2015'lerde ajansım, stüdyom, kitabevim, kitap-cafem vardı. Her şeyle az az ilgileniyor, yoğun çalışıyordum. Günler başladığı gibi bitiyordu. Küçüklüğümde başlamış üniversitede yerleşmiş okuma sürecim birkaç yıldır aksamıştı. Aylardır neredeyse hiç okumuyordum, kendimden neredeyse nefret etmeye başlamıştım.

Her yeni okumak istediğim şahane kitaptan alıyordum, rafımda birikiyordu. Ama onları okumadan önce başka kitaplar okunmalıydı, onlardan önce başka kitaplar. Asla sıra gelmeyeceke her kitap bir stres sebebiydi. Vakit yarattığımda bile ofiste okuyamıyordum. Ya telefon bildirimi gelir, ya aklım bir işe takılır, ya misafir gelir. Kendi kitap cafeme herkes okumak için gelirdi ama benim aklım işe ve çocukların verdiği hizmete takılıyordu. Üstelik herkes selam veriyordu.

Bir kış günü. Saat 22'yi biraz geçmiş. Mutsuz müşteriler, yetişecek işler, ödenecek borçlar. Hayata bunun için gelmediğimi düşündüğüm bir an telefonu ofiste bırakıp fırlamak istedim. Tam çıkarken gözüm o gün aldığım ve okumayı çok istediğim bir kitaba takıldı. Yanıma onu da alıp çıktım. 15 dakika yürüdüm, Felicita Cafe’ye girdim. Bir kahve, açtım kitabı okumaya başladım.

Bir saat sonra benden mutlusu yoktu. Yıllar sonra ilk defa tam odaklanarak okumuştum. Telefon, iş, borç umrumda değildi. Bir saat dünyadan kaybolmuştum. Tıpkı üniversitede olduğu gibi. Üstelik inanılmaz şeyler öğrenmiştim.

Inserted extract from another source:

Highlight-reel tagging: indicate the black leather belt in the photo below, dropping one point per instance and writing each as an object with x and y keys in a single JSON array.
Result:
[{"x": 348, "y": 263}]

Ofise döndüm, gece çalıştım. Ertesi akşama kadar iş beni oyaladı. Akşam 20'de kendime diyorum ki ‘harika bir şey vardı, neydi?’ A, evet, kitaplar. Kitabı alıp telefonu bırakıp fırladım.

Aslında dışardıda kitap okumaya aşinaydım, Samsun’da yıllarca böyle okumuştum. Dolmuşta, cafelerde, derste, kantinde… Hatta dışarıda kitap okuyanlar için cafeyi bu fikirle açmıştım. Ama Kütahya’da bunu nasıl unutmuştum? Kendi okuma yeteneğimi nasıl kaybetmiştim? Şahane ofis, şahane cafe, şahane bahçe. Ama hiçbirinde okuyamıyordum.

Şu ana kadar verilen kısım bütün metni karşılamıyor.